Truth: I am a white, educated woman living in middle class America, and it was only a few years ago that I began to really grasp how privileged this makes me.  Why a few years ago?  Because it was then that I became the mother to a black daughter.

I am not proud to admit that it took having a black child to look through the aisles of Target with critical eyes.  “Where are all of the brown skinned dolls?” I suddenly wondered.  Movie characters?  Protagonists in literature?  And WAIT.  You mean to tell me that there are no “flesh-toned” Bandaids to match the color of my black child’s gorgeous tone of flesh?

It’s just not fair, I cried out.  It’s not okay.

Then, there was Trayvon Martin.  Michael Brown.  Eric Garner.  Tamir Rice.  And for once, I paid attention to their names.  And faces.  And families.  And stories.  And I mourned.

It’s just not fair.  It’s not okay.

And then Charleston.  More lives tragically taken in the name of racist hate.  Terrorism.  And black church after church burned to the ground.  In 2015.  2015, people.

This is not fair.  And it’s not okay.

The pit in my stomach just grows deeper when I start getting real with myself.  Would I care as much about these issues- about these lives and the racial divide that still runs so deep in our nation- if I did not have a black child?  Would I be as emotionally invested?  Would the tears flow just as readily?  Or would the privilege I enjoy as a caucasian American cause me to avert my eyes?

These are the questions that have kept me up at night.  The ones that then flow into the nagging “okay, so what now?” questions.  I rack my brain trying to come up with some brilliant solution to the racism and hate and injustice, and I draw blank after blank.  Until I decide to use what I’ve got.  To use the very thing with which I was born and over which I had no control- my skin color and the privilege that it affords me.

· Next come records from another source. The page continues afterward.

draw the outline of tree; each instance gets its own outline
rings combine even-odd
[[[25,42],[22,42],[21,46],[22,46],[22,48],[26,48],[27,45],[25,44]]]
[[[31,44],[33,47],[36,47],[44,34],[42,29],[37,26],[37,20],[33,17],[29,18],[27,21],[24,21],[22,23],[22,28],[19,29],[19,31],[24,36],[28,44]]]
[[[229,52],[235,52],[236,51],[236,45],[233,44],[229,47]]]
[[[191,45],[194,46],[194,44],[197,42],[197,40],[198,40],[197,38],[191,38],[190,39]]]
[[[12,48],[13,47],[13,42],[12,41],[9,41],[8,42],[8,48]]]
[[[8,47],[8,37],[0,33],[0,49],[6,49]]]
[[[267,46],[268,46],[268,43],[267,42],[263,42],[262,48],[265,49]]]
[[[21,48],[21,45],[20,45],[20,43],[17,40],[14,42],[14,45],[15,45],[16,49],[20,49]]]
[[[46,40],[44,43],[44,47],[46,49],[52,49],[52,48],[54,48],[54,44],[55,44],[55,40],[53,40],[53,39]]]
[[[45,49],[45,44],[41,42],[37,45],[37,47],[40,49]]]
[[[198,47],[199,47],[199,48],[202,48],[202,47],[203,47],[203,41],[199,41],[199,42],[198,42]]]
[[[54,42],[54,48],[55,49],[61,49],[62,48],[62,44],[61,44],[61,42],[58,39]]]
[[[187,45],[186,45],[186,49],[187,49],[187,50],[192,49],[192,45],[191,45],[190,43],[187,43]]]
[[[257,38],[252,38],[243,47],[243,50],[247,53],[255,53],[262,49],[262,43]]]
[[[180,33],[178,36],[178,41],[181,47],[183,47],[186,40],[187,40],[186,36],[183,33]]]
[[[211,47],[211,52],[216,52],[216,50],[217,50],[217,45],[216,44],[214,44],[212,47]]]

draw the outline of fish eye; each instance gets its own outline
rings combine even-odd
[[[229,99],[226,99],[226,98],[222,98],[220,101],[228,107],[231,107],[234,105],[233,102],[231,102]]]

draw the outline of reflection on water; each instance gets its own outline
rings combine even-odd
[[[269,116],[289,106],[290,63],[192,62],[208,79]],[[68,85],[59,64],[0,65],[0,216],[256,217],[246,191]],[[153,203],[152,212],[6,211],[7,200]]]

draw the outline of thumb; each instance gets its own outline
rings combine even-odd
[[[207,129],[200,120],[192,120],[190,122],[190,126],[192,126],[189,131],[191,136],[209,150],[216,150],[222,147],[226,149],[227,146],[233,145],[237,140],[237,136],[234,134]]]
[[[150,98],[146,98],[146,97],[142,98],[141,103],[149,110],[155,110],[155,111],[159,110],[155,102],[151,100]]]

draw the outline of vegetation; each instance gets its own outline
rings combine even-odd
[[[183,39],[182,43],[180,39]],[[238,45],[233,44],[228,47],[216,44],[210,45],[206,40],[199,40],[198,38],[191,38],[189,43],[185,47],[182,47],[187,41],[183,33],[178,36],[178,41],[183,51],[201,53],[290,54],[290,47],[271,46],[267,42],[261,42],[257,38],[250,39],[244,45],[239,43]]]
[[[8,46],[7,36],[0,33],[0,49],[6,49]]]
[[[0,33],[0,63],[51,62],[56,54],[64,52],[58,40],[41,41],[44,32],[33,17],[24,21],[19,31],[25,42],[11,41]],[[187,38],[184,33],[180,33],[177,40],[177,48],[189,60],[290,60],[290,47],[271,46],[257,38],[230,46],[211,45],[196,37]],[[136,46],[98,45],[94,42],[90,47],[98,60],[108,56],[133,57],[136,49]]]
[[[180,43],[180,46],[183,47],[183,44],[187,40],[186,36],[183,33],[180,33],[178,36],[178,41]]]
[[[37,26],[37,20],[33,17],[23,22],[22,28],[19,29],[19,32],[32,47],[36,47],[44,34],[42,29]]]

The same privilege that has allowed me to go through the vast majority of my days without recognizing how few black faces are represented in media, fashion, and literature.  The privilege that allows me to go without sitting our son down one day to admonish him to avoid hoodies.  To always keep his hands visible when confronted by law enforcement.  The privilege that allows me to even write this post without being labeled an “angry black woman.”

I’m going to use my white privilege, and I’m going to use my trembling fingers and stammering lips to speak.  Because I believe that black lives matter.  Yes, white lives matter too.  Red and yellow, black and white- they. all. matter.  But in light of the long history of systematic racism in our nation and the glaring reality that this racism is certainly not dead, I just don’t see evidence in our society that we really believe and act on the truth that all men and women and children are created equal.

So, I’m going to use my privilege to call a spade a spade.  To call racism racism.  To hopefully help some of us- myself included- take the blinders off.  In doing so, we can look to our black brothers and sisters and say, “I see you.  I hear you.  You are loved.  And I’m standing with you.  For you.”

And I’m going to pray.  I’m going to pray to the God who IS love.  The God of justice.  Trusting that he is wholly good and can do all things.  That he weeps with those who weep.  And that, when I am so caught up in myself that I fail to notice those around me who may be hurting, he is El Roi, the God who sees.

When I pray the words “your kingdom come, your will be done on earth as it is in heaven,” I’m going to remember what we’re told heaven actually looks like:

“…I looked, and there before me was a great multitude that no one could count, from every nation, tribe, people and language, standing before the throne and before the Lamb.” (Revelation 7:9)

If I’m praying for THIS to be what earth is like, then things are going to change.  They must.  It changes what our churches look like.  What our friendships look like.  And, at times, it will be uncomfortable.

Just like writing about race is uncomfortable.  And confessing my blindness to racism and injustice is uncomfortable.  And thinking outside of ourselves and acknowledging our privilege is, yes, uncomfortable.

But, you see, sometimes stepping outside of ourselves and risking our own comfort levels is precisely what it takes for change to begin, and Lord knows, we should want things to change.  I do so badly that it nearly makes my blood boil.  I’m going to fumble around and royally screw up my words and ask really dumb questions along the way.  I know myself well enough to expect anything different.  It’s well worth the risk though.  And it’s long past due.